Search code examples
c#performanceioprotobuf-netconcurrentdictionary

Can I use protobuf-net to serialize and deserialize ConcurrentDictionaries to the same file and then read it?


So I am working on the communication manager for a naval simulator that manages both communications and stores all the data and I need to serialize to file big ConcurrentDictionaries fast and at maximum 10 times per second, the number of times that I need to do this is variable as this is our attempt to implement a replay feature and the number of serializations depends on how long the simulation took. After some research I landed on protobuf-net but I can't figure it out. The objects I need to work with are quite complex classes with a lot of properties, some of which are custom types and inherit from classes that inherit from other classes. The concurrent dictionaries look something like this ConcurrentDictionary<string, MyClass> The only thing I think I got right is decorating the classes with the attributes. I can't figure out the rest.

I need to serialize a lot of times to the same file and then read that file to recreate the ConcurrentDictionaries. I tried different approaches but without any kind of success...I need a direction.

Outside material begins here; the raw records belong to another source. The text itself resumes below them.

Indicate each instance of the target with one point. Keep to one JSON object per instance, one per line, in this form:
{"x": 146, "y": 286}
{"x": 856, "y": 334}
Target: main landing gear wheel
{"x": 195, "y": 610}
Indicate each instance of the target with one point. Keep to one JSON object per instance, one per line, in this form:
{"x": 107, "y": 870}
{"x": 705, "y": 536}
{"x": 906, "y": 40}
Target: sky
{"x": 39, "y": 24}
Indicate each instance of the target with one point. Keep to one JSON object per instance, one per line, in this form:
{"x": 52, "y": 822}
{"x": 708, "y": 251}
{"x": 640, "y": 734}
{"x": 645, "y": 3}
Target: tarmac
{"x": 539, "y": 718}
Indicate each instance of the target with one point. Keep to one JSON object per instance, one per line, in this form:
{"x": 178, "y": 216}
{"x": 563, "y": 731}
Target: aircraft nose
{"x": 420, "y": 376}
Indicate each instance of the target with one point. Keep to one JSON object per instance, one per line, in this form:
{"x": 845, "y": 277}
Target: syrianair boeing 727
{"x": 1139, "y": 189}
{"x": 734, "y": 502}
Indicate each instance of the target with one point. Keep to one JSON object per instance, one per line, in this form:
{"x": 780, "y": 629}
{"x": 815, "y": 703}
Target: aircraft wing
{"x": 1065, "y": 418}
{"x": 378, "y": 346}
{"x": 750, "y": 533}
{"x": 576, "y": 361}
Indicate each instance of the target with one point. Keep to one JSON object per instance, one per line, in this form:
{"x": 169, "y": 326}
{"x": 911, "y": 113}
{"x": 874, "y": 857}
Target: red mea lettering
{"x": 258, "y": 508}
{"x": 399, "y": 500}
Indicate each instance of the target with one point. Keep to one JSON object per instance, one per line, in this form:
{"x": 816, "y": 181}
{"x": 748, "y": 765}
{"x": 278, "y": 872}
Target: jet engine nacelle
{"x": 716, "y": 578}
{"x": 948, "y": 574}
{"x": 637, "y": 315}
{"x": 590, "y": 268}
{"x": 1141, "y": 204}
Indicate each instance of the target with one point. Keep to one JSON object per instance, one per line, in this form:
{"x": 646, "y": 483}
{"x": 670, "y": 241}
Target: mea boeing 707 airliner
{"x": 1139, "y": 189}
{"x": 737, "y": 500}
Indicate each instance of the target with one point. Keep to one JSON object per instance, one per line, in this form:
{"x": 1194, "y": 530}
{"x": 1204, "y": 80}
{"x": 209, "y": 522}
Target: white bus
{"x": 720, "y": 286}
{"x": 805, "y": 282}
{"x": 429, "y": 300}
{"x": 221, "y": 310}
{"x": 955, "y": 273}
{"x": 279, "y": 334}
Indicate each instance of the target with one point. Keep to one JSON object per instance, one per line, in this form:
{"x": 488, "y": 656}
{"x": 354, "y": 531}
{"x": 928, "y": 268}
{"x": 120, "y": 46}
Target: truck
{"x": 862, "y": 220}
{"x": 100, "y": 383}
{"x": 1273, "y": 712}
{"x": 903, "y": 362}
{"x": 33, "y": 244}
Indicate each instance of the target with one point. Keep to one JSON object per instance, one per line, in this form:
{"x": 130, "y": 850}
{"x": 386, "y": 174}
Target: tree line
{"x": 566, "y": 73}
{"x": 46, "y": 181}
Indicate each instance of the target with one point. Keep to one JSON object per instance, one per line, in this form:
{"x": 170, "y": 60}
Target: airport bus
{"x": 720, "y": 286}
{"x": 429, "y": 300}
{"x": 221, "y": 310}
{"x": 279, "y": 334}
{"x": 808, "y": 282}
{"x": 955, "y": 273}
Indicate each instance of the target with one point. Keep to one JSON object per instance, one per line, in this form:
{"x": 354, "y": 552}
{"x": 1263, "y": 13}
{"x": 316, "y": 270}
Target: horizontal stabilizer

The problem I think lies in the fact that I serialize multiple times to the same file and when I deserialize I just feed the file as a stream to the Serializer.Deserialize method. I think it tries to read the whole file and breaks up...

EDIT: as suggested I added more details reguarding the program.


Solution

  • There is a bit to unpack here.

    To serialize multiple independent objects to the same stream you can use Serializer.SerializeWithLengthPrefix / Serializer.DeserializeWithLengthPrefix. This should allow you to serialize objects one after each other. See ProtoInclude for how to handle inheritance.

    To serialize each object I would tend to prefer to convert the objects into a separate type that is only used for serialization. Sometimes called a Data Transfer Object or DTO. This lets you separate the concerns of serialization from all kinds of domain logic, at the cost of some duplication of code.

    There are a few ways to manage size. One approach is to only change changes to state, not the entire state. Something similar is sometimes used for games, where you only need to record the user input to allow you to replay the entire game. Another approach is compression, since states probably do not change that much. LZ4 claims to be one of the faster algorithms around. You might also want to keep things in memory if possible, since even the fastest SSD is much slower than memory.

    I would highly recommend setting up a simple test environment. I.e. start by serializing a simple object, continue with a complex object, a dictionary of complex objects, and so on. This is also a good opportunity to measure performance.